Tiger’s Nest Monastery, Bhutan
You may have noticed that monks often choose to live on the edge, and that holds true for the monks at Tiger’s Nest Monastery in Bhutan. To reach the monastery, visitors must hike for at least two hours. It is perched on a cliff at an elevation of nearly 3,000 feet. If you’re in Bhutan and not afraid of heights, make sure to visit this place because it is said to be absolutely breathtaking.
Leaning Towers of Santos, Brazil
Italy is not the only country with a leaning tower. Unlike the Leaning Tower of Pisa, which is a tourist attraction, the leaning towers of Santos in Brazil are home to residents. Ideally, these buildings would have had deeper foundations, but relaxed building codes led to their hasty construction on soft clay, causing them to lean. While they appear unusual, this could be problematic during earthquakes and pose a potential disaster.
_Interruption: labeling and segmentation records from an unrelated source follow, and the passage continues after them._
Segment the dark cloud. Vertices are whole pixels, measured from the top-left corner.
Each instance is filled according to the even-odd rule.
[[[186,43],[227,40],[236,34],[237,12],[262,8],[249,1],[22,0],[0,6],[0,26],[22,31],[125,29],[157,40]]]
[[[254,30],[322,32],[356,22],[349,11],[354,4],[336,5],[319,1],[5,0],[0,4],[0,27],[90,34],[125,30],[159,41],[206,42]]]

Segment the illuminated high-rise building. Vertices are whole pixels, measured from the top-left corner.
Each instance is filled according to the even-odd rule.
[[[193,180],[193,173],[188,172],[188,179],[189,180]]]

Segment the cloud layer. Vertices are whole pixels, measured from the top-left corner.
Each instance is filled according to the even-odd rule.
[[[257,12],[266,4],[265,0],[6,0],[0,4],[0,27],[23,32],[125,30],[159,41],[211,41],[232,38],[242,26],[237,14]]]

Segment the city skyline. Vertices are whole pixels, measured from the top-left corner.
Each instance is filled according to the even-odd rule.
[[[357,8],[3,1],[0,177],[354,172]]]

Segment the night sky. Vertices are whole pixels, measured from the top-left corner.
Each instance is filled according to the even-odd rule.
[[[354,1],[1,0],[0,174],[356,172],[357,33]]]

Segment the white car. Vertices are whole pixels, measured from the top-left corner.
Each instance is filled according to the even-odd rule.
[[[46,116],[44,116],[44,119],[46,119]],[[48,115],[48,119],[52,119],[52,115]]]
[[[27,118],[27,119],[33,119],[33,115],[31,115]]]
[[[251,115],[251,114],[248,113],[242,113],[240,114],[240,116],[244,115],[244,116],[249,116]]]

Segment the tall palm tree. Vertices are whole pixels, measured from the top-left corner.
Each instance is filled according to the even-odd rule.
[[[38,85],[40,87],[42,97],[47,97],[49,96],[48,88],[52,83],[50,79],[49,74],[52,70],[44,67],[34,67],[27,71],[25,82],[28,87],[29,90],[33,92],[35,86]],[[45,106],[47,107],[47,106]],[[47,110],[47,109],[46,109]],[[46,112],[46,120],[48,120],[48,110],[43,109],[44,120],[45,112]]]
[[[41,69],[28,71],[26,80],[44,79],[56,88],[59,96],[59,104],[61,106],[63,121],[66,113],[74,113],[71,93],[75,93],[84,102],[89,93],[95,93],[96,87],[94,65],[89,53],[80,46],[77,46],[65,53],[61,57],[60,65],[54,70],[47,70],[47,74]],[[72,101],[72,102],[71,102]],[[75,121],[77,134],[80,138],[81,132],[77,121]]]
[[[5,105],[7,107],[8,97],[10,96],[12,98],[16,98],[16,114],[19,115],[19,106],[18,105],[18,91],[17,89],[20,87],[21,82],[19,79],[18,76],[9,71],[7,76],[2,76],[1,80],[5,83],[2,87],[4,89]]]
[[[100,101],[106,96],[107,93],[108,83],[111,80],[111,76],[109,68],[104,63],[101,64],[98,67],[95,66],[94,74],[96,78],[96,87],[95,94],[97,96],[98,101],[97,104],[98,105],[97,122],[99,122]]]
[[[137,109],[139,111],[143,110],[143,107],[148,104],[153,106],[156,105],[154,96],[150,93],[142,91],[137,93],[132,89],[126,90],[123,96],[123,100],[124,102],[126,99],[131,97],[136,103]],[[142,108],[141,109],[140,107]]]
The Hanging Houses of Cuenca, Spain
The Hanging Houses, also known as Las Casas Colgadas, have a mysterious origin that historians are unsure about. However, there is evidence that they have existed since the 15th century. Don’t they appear perfectly integrated into the rock? Today, the Hanging Houses are home to a restaurant and the Spanish Museum of Abstract Arts. It’s not surprising that they are considered the most famous buildings in Cuenca.
House on Middle Sedge Island, New Jersey
The house on Middle Sedge Island, situated off the coast of New Jersey in the Atlantic Ocean, offers lavish features like a heated pool, guest house, and a bocce court, all on 14.4 acres of land. However, this luxury comes at a cost. The house can only be accessed by helicopter or boat, and it was devastated by Hurricane Sandy in 2012. The extent of the damage was substantial, and as a result, the house has not yet been repaired.
The Underground Homes of Coober Pedy, Australia
Coober Pedy is a town situated in South Australia, famous for its opal deposits. What makes this town even more unique is that 80 percent of its residents live in “dugouts” underground to escape the extreme daytime heat. Living in Coober Pedy means facing the risk of heat stroke every time you venture outside during daylight hours, as temperatures can reach a staggering 127 degrees Fahrenheit.